The Phase III STAR-221 trial was testing domvanalimab, an anti-TIGIT antibody, with Arcus’ PD-1 monoclonal antibody zimberelimab and chemotherapy against Bristol Myers Squibb’s Opdivo plus chemotherapy in patients with first-line advanced gastric and esophageal cancers. At the interim analysis, Arcus observed no improvement in overall survival compared to the Opdivo arm.
“Patients in the domvanalimab-containing arm derived the same benefit as patients treated in the control arm, and there were no new safety concerns,” Richard Markus, Arcus’ chief medical officer, said in a statement Friday.
Therefore, Arcus and partner Gilead will discontinue the trial and a Phase II test called EDGE-Gastric based on a recommendation from an independent data monitoring committee. The companies are working with investigators to determine next steps for the patients in these trials. They will also release a deeper analysis at a later date.

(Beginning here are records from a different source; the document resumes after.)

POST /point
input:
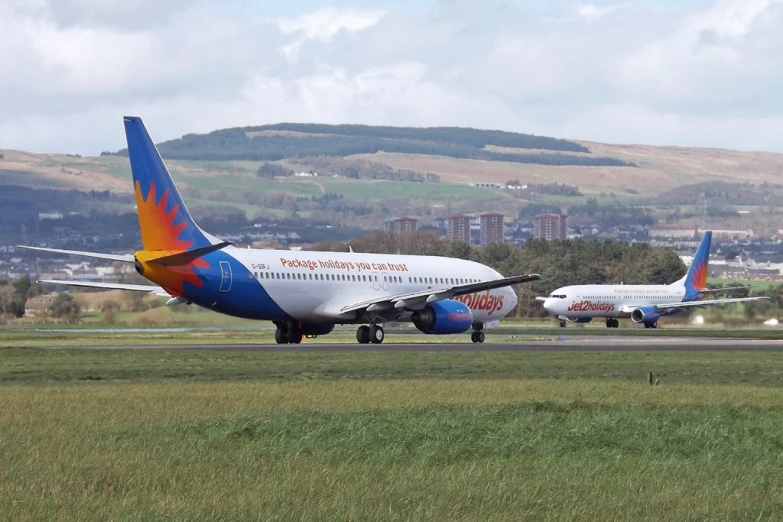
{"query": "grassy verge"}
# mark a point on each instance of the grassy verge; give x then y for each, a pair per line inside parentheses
(191, 435)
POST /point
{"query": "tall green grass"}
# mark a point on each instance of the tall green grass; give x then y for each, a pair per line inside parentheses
(188, 435)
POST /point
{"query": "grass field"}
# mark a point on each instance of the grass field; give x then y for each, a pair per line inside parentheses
(199, 435)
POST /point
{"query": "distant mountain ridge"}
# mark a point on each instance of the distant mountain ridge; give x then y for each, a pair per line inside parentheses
(296, 140)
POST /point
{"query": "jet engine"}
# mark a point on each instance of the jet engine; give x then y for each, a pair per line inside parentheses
(315, 329)
(443, 317)
(575, 319)
(645, 315)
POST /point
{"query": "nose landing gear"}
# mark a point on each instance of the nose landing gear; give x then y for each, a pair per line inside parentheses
(288, 333)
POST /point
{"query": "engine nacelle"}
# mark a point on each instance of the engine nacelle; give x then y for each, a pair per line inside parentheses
(645, 315)
(315, 329)
(443, 317)
(575, 319)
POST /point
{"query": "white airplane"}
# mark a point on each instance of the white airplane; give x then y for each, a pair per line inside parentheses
(302, 293)
(642, 303)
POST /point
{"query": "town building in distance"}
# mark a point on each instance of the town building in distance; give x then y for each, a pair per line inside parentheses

“The results from STAR-221 are not what we had hoped for, and we have important work ahead to meet the needs of patients on our domvanalimab studies and also accelerate the casdatifan and I&I programs,” Arcus CEO Terry Rosen said in a statement.
Casdatifan, a HIF-2a inhibitor under development for kidney cancer, will now be Arcus’ primary focus, as well as an early-stage inflammation and immunology pipeline. The company has already recorded efficacy activity in the Phase I/Ib ARC-20 trial of casdatifan for patients with late-line clear cell renal cell carcinoma. The company is expecting multiple readouts for the program in 2026 and is targeting a Phase III trial initiation by the end of that year.
Domvanalimab remains in the pipeline for now, but Truist expects Arcus to trim its pipeline in the new year to fully shift to casdatifan and the I&I programs. “We continue to view casdatifan as a potential multi-billion-dollar opportunity,” the analysts wrote.
Mizuho, meanwhile, called casdatifan “fundamentally a good asset,” with $2 billion in peak revenue potential. The drug is also wholly owned by Arcus, which means no profit sharing as would be the case if the Gilead program had succeeded.
Arcus has plenty of money on hand, with $1 billion in cash and investments, which is expected to support the company’s activities through the second half of 2028, according to the release.
“Today effectively tightens the RCUS story,” Mizuho wrote.
The loss of domvanalimab is the latest in a string of high profile failures recorded across the biopharma world for the TIGIT modality. This year alone, GSK walked away from a partnership with iTeos Therapeutics after their partnered drug belrestotug failed to improve progression-free survival in a Phase II trial. The failure ultimately led to the demise of iTeos, which closed down in May.
TIGIT—which stands for T cell immunoreceptor with immunoglobulin and tyrosine-based inhibitory motif domain—is a receptor with immunosuppressive effects. Given that TIGIT is overexpressed in many cancers, drug developers have been diligently trying to block it in an effort to boost the body’s antitumor activity. In addition to Gilead and GSK, efforts by Roche and Merck have also been unsuccessful.